Gimmie is a unique desktop organizer and panel replacement for the GNOME desktop environment. The easiest way is to use Gimmie is as a panel applet in the GNOME panel, but there is also a stand-alone version as well. Gimmie is even being considered for the next version of GNOME.
In Ubuntu 7.10, the Gimmie panel applet is very simple to install. [update: Whoops, an slightly older version of Gimmie is also available in Ubuntu 7.04.] Open a terminal and use this apt-get command to install it:
sudo apt-get install gimmie
Gimmie will then be available to add to your panel. Right click on an empty space on your GNOME panel and click “Add to Panel…” to open the applet browser. Find Gimmie under the utilities section, select it, and click “Add”.
Gimmie is composed of 4 topics (menus): Linux, Programs, Library, and People.
The Linux topic is close to what you would think of as a typical main menu. You can launch your favorite applications, open recent files, view places & devices, and log out.
The Programs topic is a list of all your applications. Buttons on the side allow you to view your different categories.
The Library topic is used for getting quick access to your files. You can view your recent files, documents, notes, media, and downloads. One feature is development is Google Docs integration, that could switch me to Gimmie alone.
The People topic provides simple instant messaging capabilities.
Once the final Ubuntu 7.10 is released I will definitely try using Gimmie full time. The future Google Docs integration is very cool, integration with web services will be very appealing as more and more people switch to online applications like Goggle Docs. To see were Gimmie is heading, take a look at their roadmap.
All but the first image exists in /dev/null it seems… They return 404 at least. Anyway, this looks like an awesome panel I definately will try out.
Amrit, look into Wubi for the time being, though I would suggest making a full switch sometime in the future.
If you are just starting with Linux, make sure you downloaded the stable version, Ubuntu 7.10 is in beta right now.
The Ubuntu installer can resize you Windows partition for dual booting. I have never had a problem, but resizing a Windows partition could be risky, so make sure you are backed up first.

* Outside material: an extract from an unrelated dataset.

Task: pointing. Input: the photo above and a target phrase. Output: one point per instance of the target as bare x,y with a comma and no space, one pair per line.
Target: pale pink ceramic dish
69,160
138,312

As yodasama said, look into Wubi. Wubi is a safer way of dual booting where the
Linux file system is contained in a single file, no repartitioning is needed.
Yes I agree, Gimmie is great !
I think it is helping me to manage repetitive tasks in a much easier way than previous concept of interaction.
Is there a kubuntu equivalent to Gimmie?
Can gimmie be used on a KDE kicker panel?
I don’t think it’s possible to use Gimmie on the KDE panel, but perhaps the stand-alone version of Gimmie would work.
I am so impressed with how much closer linux is getting to the desktop. I’m actually excited because I’m a lifelong MS Windows user and I now realize that they aren’t the best thing out there. I thank “Tombuntu.com” for showing that there are better things out there. I’m now a happy ubuntu user.
While this is very thoughtful, I do believe Gnomes Online Desktop (Fedora 8 is due to feature it upon final release on 11/08/07) will be more revolutionary.
This is just what my desktop needed - thanks for the great app.
Gimmie 0.2.8 is out
try it and help us improve it
Gimmie is my favorite menu. I have switched to KDE and miss it! Any chance it will be available for KDE????
Wow! Just tried Gimmie. I like it very much.
Nathan R. Hale
I wish Gimmie had keyboard shortcuts. It’s not fun to be on a keyboard roll and then be interrupted to go the mouse!
hmm interesting app… if only I didn’t need to run it in term.
Amrit Hallan - HowToPlaza
That’s great. I’ve been planning to switch to Linux (Ubuntu) and even downloaded the latest version (7.10 I think) but then I thought why mess up with things when everything is working? But I do want to try it, and I have no spare machine. My laptop has Win XP, and it is not partitioned. Can I install Ubuntu without risking current applications and data and use my laptop with dual boot facility?